A quei quattro italiani su dieci che vanno quest’anno in vacanza può capitare di andare anche in Grecia. È bella e a buon mercato. Dice entusiasta l’albergatrice di Santorini: «Ma lo sa che quest’anno ci sono anche i portoghesi! Sono venuti perché noi del Mediterraneo dobbiamo stare uniti». Ecco, la crisi dell’euro si declina anche così: con slanci di cuore. Il fronte meridionale ha scoperto se stesso. La profezia della stampa britannica si avvera: i porcellini del fronte Sud, più i mai (dagli inglesi) amati irlandesi. Che cosa unisce questo variegato fronte? Il ritardo culturale nell’affrontare la globalizzazione e le sfide della competitività. Una certa leggerezza nel disporre della moneta facile che l’economia a debito creata dagli americani ha diffuso per il mondo. Ma la Spagna, che ha trascorso il dopoguerra in pieno franchismo è che entrata nell’Ue solo nel 1986, poteva avere l’esperienza storica per far fronte alla rivoluzione tecnologica scientifica degli ultimi decenni? Con tutta la buona volontà, no. Potevano i greci, sudditi ottomani per quattro secoli, abituati ai cavilli levantini, ritrovare in pochi anni una buona amministrazione pubblica? No, a questo nessuno li aveva preparati. Così, sentirsi dire dai tedeschi di essere fannulloni, incapaci imbroglioni o insinuare come, ha fatto il segretario della Csu – il partito cristiano sociale al governo in Baviera dal 1949 – che Draghi al vertice della Bce si muove secondo le esigenze dell’Italia, suscita ripulsa. Ed è questa la molla del risentimento.

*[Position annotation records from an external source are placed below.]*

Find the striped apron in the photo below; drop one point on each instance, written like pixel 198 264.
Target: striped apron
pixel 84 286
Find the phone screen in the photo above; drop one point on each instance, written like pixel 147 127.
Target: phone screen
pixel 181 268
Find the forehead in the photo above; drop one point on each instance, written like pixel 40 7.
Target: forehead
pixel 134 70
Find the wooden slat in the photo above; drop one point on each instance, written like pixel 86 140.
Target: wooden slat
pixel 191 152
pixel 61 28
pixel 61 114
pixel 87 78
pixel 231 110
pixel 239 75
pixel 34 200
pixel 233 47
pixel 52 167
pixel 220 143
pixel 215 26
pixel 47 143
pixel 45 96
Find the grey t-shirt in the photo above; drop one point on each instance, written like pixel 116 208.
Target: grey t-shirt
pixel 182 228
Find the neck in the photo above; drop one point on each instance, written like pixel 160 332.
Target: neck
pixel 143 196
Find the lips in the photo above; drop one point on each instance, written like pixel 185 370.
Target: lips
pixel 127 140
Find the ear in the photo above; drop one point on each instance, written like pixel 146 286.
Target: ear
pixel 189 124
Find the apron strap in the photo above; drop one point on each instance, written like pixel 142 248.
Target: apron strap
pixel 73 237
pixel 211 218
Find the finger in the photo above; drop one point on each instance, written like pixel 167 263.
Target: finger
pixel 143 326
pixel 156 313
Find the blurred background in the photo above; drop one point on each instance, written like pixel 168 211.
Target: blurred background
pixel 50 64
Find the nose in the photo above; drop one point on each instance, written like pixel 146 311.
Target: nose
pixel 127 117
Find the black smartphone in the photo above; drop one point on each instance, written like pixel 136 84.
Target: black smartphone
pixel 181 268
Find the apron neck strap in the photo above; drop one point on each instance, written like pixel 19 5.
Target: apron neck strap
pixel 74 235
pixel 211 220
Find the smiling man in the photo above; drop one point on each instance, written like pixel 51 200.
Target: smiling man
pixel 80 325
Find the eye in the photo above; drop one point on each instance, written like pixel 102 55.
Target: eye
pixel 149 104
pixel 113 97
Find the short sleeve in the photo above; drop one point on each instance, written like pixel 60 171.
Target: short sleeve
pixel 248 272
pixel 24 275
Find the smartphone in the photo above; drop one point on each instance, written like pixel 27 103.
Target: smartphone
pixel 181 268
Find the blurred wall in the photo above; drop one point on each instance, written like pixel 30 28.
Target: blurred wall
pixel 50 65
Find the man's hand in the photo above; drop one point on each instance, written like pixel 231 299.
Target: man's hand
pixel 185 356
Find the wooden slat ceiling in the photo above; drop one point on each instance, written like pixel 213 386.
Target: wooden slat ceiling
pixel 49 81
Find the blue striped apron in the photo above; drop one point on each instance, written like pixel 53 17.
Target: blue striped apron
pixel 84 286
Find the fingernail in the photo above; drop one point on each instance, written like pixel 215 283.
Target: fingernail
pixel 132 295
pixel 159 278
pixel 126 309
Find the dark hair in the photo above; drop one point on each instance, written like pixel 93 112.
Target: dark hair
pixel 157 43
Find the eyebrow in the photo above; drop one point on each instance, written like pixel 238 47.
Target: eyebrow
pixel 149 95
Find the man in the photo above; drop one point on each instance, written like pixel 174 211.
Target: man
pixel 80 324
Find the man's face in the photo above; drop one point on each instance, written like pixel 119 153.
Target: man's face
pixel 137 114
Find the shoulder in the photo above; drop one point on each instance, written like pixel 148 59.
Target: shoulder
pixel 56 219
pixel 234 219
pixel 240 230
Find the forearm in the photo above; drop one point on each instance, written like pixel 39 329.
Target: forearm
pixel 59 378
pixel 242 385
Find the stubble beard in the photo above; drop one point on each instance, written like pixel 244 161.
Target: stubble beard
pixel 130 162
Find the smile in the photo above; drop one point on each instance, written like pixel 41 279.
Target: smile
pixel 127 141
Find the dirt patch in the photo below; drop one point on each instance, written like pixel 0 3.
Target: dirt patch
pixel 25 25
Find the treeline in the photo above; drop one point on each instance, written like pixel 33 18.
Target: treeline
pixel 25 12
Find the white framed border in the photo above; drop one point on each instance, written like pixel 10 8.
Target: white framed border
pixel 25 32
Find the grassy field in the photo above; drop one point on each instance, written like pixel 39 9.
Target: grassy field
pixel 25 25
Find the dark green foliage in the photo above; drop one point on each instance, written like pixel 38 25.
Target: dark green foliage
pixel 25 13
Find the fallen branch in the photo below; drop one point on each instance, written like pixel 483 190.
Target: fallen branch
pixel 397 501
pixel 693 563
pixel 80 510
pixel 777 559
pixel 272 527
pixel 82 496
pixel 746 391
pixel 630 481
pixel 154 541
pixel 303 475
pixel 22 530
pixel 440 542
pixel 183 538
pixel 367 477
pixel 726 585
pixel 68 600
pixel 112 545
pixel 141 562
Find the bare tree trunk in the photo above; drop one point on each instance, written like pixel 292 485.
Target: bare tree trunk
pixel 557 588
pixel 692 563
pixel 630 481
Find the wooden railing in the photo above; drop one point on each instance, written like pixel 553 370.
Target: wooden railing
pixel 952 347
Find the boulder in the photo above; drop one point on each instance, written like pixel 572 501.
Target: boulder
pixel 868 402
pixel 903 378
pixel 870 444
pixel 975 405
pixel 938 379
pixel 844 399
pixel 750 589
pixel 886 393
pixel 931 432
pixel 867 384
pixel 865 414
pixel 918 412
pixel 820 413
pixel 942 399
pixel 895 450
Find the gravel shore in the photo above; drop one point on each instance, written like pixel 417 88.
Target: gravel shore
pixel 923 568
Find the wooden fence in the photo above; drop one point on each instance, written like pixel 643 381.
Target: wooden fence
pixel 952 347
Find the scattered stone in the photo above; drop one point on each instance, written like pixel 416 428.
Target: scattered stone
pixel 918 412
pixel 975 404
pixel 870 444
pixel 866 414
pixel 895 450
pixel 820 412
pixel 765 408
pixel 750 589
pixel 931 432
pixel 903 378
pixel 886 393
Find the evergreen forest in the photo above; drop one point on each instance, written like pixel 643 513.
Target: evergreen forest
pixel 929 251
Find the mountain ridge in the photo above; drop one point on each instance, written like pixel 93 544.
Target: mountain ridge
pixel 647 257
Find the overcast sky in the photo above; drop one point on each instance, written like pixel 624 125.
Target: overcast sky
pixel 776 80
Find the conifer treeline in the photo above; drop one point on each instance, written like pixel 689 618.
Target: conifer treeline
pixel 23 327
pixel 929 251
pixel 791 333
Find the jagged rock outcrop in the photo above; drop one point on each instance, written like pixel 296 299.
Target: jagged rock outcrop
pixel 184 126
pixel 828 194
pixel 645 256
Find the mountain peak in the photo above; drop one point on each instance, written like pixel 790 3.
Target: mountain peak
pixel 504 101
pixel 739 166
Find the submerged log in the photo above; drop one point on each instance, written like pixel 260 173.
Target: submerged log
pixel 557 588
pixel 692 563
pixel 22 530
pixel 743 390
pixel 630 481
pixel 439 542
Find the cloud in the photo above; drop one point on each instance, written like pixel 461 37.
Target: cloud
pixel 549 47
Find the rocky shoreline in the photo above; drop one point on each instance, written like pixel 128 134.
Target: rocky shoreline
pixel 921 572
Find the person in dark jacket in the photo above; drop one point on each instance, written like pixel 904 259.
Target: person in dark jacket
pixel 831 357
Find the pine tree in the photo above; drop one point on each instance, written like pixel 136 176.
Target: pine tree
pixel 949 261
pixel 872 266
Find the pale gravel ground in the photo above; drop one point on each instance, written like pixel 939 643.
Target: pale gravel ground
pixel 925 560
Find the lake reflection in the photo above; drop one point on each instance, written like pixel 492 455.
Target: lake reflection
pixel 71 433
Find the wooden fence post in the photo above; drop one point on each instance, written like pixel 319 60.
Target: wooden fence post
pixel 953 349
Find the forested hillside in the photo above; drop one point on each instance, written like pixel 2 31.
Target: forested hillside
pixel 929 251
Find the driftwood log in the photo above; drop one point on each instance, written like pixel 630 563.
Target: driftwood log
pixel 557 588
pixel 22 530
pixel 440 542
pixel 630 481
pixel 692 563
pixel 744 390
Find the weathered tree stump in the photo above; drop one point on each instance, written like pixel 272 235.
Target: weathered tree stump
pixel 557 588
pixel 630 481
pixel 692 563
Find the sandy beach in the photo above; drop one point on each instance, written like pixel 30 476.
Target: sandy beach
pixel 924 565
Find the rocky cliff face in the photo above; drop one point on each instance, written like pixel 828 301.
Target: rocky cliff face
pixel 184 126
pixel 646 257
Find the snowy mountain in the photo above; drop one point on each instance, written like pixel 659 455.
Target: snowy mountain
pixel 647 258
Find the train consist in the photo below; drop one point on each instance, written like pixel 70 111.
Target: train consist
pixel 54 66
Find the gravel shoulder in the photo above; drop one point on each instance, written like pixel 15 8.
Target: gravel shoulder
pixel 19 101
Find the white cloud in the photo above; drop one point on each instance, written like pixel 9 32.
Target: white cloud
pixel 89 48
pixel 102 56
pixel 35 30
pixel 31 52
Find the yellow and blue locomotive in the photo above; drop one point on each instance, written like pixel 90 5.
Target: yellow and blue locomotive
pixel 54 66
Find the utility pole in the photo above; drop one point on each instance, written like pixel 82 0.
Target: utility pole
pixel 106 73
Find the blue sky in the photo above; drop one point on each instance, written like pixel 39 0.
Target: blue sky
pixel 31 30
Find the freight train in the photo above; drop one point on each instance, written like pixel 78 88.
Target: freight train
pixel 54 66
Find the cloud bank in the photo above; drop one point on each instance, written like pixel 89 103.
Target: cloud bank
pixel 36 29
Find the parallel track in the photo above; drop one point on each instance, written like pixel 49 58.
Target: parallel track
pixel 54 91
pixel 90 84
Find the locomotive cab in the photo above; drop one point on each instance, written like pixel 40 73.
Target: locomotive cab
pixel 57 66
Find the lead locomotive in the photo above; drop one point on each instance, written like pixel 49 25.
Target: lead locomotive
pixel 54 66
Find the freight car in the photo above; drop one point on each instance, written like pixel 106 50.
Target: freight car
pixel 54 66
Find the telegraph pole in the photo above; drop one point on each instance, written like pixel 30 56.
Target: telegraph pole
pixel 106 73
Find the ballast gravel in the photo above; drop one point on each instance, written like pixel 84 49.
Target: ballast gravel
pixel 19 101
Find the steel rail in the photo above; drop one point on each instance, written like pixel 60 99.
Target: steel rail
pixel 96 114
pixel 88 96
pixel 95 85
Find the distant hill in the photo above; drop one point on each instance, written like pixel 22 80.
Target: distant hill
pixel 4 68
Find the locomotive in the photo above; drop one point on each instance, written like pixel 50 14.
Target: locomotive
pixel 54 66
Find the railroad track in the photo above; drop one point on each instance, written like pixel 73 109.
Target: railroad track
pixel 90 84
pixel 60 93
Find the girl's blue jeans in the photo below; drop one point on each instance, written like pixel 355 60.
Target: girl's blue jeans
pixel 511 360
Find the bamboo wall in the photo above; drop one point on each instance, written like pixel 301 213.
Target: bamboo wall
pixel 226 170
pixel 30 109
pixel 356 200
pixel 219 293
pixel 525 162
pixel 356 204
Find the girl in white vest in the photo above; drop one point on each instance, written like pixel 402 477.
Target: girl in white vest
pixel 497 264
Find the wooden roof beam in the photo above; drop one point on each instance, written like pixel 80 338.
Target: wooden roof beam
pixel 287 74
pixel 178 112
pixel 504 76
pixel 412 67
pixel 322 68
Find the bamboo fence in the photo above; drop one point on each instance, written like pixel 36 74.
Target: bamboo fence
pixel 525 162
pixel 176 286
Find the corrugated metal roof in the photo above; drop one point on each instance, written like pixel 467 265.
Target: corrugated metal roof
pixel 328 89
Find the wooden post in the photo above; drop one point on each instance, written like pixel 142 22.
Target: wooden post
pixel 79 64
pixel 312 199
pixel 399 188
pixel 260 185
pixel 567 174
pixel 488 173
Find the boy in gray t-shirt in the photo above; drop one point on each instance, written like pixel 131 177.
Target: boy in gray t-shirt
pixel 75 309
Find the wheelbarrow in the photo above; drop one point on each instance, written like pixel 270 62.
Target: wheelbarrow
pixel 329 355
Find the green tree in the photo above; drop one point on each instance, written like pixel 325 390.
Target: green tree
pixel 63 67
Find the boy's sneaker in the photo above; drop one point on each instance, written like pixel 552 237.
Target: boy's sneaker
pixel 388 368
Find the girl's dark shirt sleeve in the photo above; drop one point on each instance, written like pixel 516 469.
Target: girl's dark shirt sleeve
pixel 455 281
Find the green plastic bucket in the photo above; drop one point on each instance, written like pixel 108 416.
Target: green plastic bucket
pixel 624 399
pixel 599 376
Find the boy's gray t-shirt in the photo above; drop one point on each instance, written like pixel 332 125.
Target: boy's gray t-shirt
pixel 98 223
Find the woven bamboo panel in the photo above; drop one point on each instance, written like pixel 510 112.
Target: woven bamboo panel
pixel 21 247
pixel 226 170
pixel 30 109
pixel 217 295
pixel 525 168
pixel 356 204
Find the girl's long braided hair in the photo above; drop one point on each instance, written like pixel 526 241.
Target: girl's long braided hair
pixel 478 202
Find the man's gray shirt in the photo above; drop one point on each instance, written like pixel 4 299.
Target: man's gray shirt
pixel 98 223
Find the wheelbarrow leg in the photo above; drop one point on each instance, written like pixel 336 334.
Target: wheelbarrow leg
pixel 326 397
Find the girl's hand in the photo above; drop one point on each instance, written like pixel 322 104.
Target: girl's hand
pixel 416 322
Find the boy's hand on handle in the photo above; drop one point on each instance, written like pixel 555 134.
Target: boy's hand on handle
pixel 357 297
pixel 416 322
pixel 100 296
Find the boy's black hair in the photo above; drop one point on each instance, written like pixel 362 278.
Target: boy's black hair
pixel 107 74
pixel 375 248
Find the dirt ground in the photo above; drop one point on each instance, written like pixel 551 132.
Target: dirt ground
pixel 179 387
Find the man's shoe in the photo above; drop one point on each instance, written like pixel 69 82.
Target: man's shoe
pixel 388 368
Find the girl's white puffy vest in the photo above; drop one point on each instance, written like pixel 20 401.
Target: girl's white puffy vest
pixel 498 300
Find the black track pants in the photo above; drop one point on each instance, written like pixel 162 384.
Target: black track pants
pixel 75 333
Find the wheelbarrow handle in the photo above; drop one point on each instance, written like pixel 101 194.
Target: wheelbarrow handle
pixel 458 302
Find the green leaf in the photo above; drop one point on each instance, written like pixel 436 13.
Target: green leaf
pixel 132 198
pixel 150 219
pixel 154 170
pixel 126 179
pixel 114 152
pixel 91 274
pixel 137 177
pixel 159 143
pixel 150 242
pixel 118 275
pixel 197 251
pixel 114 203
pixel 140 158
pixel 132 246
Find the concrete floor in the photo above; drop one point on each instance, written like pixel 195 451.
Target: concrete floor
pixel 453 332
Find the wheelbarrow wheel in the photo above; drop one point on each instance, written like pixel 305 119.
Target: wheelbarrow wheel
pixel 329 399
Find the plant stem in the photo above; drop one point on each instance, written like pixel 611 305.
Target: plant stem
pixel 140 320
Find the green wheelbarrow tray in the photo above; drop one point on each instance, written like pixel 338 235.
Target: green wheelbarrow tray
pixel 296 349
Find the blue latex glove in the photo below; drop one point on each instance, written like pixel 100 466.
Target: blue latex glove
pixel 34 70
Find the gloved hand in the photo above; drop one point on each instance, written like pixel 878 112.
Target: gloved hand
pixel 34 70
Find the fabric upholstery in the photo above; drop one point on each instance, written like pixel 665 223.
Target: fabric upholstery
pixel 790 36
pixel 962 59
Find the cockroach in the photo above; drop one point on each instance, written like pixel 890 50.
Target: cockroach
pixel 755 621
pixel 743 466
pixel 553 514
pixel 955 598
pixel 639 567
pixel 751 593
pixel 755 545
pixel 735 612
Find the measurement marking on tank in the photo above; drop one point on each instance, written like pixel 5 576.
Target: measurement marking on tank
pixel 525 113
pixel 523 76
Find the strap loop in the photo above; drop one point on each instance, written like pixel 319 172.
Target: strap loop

Prescrivere cure da cavallo, commissariare Paesi esautorando i loro governi è possibile solo nel quadro di una cessione contemporanea della sovranità da parte di tutti i membri dell’Eurozona. Se invece l’euro diventa lo strumento per permettere ai più bravi di imporre il proprio dominio senza un’adeguata contropartita, allora la ribellione è garantita. Monti è stato chiaro: gli alti tassi che l’Italia deve attualmente pagare sovvenzionano quelli bassi della Germania. È chiaro il rimprovero di conflitto di interessi: più Berlino castiga, più guadagna. Del resto l’articolo 11 della Costituzione italiana prescrive che l’Italia può consentire limitazioni della propria sovranità nazionale, ma «in condizioni di parità con gli altri Stati». Un memorandum che accompagni unilateralmente la richiesta italiana di attingere al Fondo Salva Stati può risultare inaccettabile, se non si accompagna ad altrettanti impegni da parte degli altri Stati dell’Eurozona.
Ma in Germania non capiscono e se insistono nel non comprendere che occorre anche premiare e non solo punire, l’Eurozona è destinata a saltare. Il sentimento antitedesco che sta crescendo da noi è un sintomo. E le conseguenze le pagheremo tutti, perché non va dimenticato che l’euro per l’Italia è la grande assicurazione contro il suo male endemico: la corruzione. Centoventi miliardi in Europa di cui la metà, sessanta, in Italia. Un’affinità con gli amici greci della Fakelaki (bustarella) che toglie competitività al Paese.